Agent Harness

The Agent Harness is a multi-framework protocol that enables external agents (Claude, Codex, Gemini) to drive muonroi-cli TUI applications by querying a semantic tree instead of taking screenshots. Token cost is approximately 1/10 of vision-based tools like Playwright, making it ideal for long-running agentic workflows.

Why Semantic Trees?

Traditional vision-based agents take screenshots and parse them with image models. This approach is:

Expensive: screenshot → OCR/vision model → decision
Fragile: rendering changes break parsing
Slow: serializing/deserializing images adds latency

The Agent Harness instead exposes the live UI as a semantic tree — a structured JSON representation of roles, names, states, and properties. Agents query this tree using simple selectors (role=dialog name~='Recovery'), receive compact JSON responses, and issue commands (press, type, focus). No images, no vision models, no re-rendering inference loops.

Architecture

External agent (Claude, Codex, Gemini)
  │  driver.query("role=dialog name~='Recovery'")
  │  driver.press("Enter")
  ▼
WebSocket / fd 3-4 / Named pipe transport
  ▼
Semantic registry  ── 30-60 Hz snapshot, hash-dedup
  ▼
TUI / React web app / Angular web app

The flow is unidirectional from the UI perspective: the UI component (OpenTUI, React, Angular) registers its nodes with a semantic registry. The registry snapshots at 30-60 Hz and deduplicates unchanged trees. When an agent sends a command, it flows back through the transport to the TUI component, which executes the corresponding action (focus, type, press key).

Transport Layer

Three transport mechanisms are supported so harnesses work across environments:

Transport	Used by	Channel	Format
fd 3 / fd 4	POSIX OpenTUI subprocess spawn	Two separate unidirectional file descriptors	Line-delimited JSON (no envelope)
Named pipes	Windows OpenTUI subprocess spawn	Two separate named pipes (`\\.\pipe\muonroi-harness-{pid}-{uuid}-{in\|out}`)	Line-delimited JSON (no envelope)
WebSocket	React / Angular web app integration	Single bidirectional socket	Line-delimited JSON with `dir` envelope

The WebSocket transport requires a dir discriminator ("frame", "event", "cmd") because a single socket carries traffic in both directions. The fd 3/4 and named-pipe transports use separate channels, so direction is implicit.

Packages

Four npm packages implement the harness for different frameworks:

Package	Runtime	Size	Use case
`@muonroi/agent-harness-core`	Node + browser	Framework-agnostic	Protocol types, selectors, driver, WebSocket transport, MCP server
`@muonroi/agent-harness-opentui`	OpenTUI (terminal React)	Plugin	TUI integration (Terminal.app, Hyper, iTerm2)
`@muonroi/agent-harness-react`	React DOM 18+	346 B (harness off) / 914 B (on)	React web app integration
`@muonroi/agent-harness-angular`	Angular 16+	≤ 8 KB	Angular web app integration

Install via bun:

bun add @muonroi/agent-harness-core
bun add @muonroi/agent-harness-react   # if using React

Quick Integration

React

Import the harness adapter and wrap your app root:

import { AgentHarnessProvider } from '@muonroi/agent-harness-react';

export function App() {
  return (
    <AgentHarnessProvider debug={false}>
      <YourApp />
    </AgentHarnessProvider>
  );
}

The provider automatically:

Creates a WebSocket connection to the agent harness server (default ws://127.0.0.1:7777)
Wraps React components in semantic nodes (role, name, value, state)
Sends 30-60 Hz snapshots to the registry
Receives and executes commands (focus, type, press)

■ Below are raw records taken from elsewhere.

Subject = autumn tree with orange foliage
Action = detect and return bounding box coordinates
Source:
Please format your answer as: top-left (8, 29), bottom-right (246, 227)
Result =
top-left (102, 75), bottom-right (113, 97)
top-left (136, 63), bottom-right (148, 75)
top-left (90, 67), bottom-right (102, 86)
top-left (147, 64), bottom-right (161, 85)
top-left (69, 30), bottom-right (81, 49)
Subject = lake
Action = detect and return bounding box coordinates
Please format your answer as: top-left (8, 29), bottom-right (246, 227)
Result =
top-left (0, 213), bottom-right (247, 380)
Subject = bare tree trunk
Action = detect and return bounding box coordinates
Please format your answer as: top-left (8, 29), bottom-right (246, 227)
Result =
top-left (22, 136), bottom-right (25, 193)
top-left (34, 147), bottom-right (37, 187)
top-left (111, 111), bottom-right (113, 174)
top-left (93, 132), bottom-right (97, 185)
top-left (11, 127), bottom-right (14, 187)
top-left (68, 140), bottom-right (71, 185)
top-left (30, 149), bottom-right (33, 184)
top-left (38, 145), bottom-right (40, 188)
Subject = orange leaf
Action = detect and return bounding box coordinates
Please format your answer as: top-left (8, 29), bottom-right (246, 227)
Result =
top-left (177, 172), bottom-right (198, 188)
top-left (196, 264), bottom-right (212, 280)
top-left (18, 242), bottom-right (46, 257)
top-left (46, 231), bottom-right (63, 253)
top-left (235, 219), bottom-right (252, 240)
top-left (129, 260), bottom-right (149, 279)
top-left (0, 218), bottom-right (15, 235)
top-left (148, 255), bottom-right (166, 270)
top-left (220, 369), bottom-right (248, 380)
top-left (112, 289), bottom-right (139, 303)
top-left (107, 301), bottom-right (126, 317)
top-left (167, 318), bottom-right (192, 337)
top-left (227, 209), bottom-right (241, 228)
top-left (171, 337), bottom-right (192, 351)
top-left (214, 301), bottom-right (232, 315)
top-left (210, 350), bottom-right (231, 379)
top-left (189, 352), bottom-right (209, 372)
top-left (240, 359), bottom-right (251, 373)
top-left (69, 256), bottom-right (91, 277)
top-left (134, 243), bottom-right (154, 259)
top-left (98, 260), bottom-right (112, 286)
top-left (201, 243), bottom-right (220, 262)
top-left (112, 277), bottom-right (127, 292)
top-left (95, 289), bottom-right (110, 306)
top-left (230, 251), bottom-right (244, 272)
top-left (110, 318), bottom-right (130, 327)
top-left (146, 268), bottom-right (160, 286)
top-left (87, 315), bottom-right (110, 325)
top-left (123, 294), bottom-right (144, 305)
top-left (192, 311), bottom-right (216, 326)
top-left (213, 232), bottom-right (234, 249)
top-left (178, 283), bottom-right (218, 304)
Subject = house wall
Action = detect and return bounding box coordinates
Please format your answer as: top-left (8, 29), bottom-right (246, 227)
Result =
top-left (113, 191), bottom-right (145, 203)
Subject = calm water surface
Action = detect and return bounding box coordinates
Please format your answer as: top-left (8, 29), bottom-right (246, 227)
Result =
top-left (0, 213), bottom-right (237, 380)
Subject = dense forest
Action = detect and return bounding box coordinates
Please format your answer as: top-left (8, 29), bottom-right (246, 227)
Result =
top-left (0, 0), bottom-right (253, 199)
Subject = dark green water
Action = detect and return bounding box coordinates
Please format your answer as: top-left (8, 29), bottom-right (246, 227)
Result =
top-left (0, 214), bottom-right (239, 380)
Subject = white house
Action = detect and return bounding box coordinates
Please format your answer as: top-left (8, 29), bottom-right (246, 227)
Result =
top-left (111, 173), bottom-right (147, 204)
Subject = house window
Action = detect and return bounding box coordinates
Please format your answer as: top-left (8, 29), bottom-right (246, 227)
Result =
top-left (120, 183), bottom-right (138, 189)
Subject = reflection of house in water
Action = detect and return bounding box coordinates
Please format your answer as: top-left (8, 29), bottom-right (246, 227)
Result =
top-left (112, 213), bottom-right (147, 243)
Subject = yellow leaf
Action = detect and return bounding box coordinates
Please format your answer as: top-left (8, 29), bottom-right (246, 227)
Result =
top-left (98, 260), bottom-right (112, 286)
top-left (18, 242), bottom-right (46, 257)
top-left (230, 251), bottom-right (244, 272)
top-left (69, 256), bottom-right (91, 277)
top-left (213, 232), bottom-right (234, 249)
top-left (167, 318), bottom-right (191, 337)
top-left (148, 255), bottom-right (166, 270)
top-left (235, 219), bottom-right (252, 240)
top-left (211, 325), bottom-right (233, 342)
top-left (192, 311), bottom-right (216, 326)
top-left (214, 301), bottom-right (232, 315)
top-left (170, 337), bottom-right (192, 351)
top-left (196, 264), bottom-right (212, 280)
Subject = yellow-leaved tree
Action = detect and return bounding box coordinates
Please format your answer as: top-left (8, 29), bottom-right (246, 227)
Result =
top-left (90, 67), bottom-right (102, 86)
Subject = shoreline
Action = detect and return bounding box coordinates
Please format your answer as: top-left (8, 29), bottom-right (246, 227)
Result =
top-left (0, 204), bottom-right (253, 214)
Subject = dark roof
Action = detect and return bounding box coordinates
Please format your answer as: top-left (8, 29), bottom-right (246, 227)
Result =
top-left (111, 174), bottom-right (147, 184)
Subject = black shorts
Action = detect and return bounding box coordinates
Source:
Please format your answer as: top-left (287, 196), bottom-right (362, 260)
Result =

Components register themselves by adding semantic attributes:

<button 
  data-harness-role="button"
  data-harness-name="Submit"
  data-harness-id="submit-btn"
>
  Submit
</button>

Angular

The Angular adapter follows the same pattern. Add the harness service to your root module:

import { AgentHarnessModule } from '@muonroi/agent-harness-angular';

@NgModule({
  imports: [AgentHarnessModule],
})
export class AppModule {}

Then mark components with directives:

<button 
  appHarnessRole="button"
  appHarnessName="Submit"
  appHarnessId="submit-btn"
>
  Submit
</button>

See the framework-specific package README for complete API and configuration options.

Semantic Selectors

Agents query the UI tree using a CSS-like selector grammar. The driver parses and evaluates selectors against the live semantic tree.

Grammar

selector := term (space term)*
term     := role-match | name-match | value-match | state-match | id-match
role-match   := "role=" ("dialog" | "button" | "listbox" | "textbox" | ...)
name-match   := "name" ("=" | "~=" | "^=" | "$=" | "*=") string
value-match  := "value" ("=" | "~=") string
state-match  := "state=" ("loading" | "error" | custom)
id-match     := "id=" string

Examples

// Exact name match
driver.query("role=dialog name='Recovery'")

// Regex-like substring match
driver.query("role=dialog name~='Recovery'")

// Case-insensitive prefix match
driver.query("role=button name^='OK'")

// Find focused element
driver.query("focus=true")

// Multiple conditions (AND)
driver.query("role=textbox name='Password' value=''")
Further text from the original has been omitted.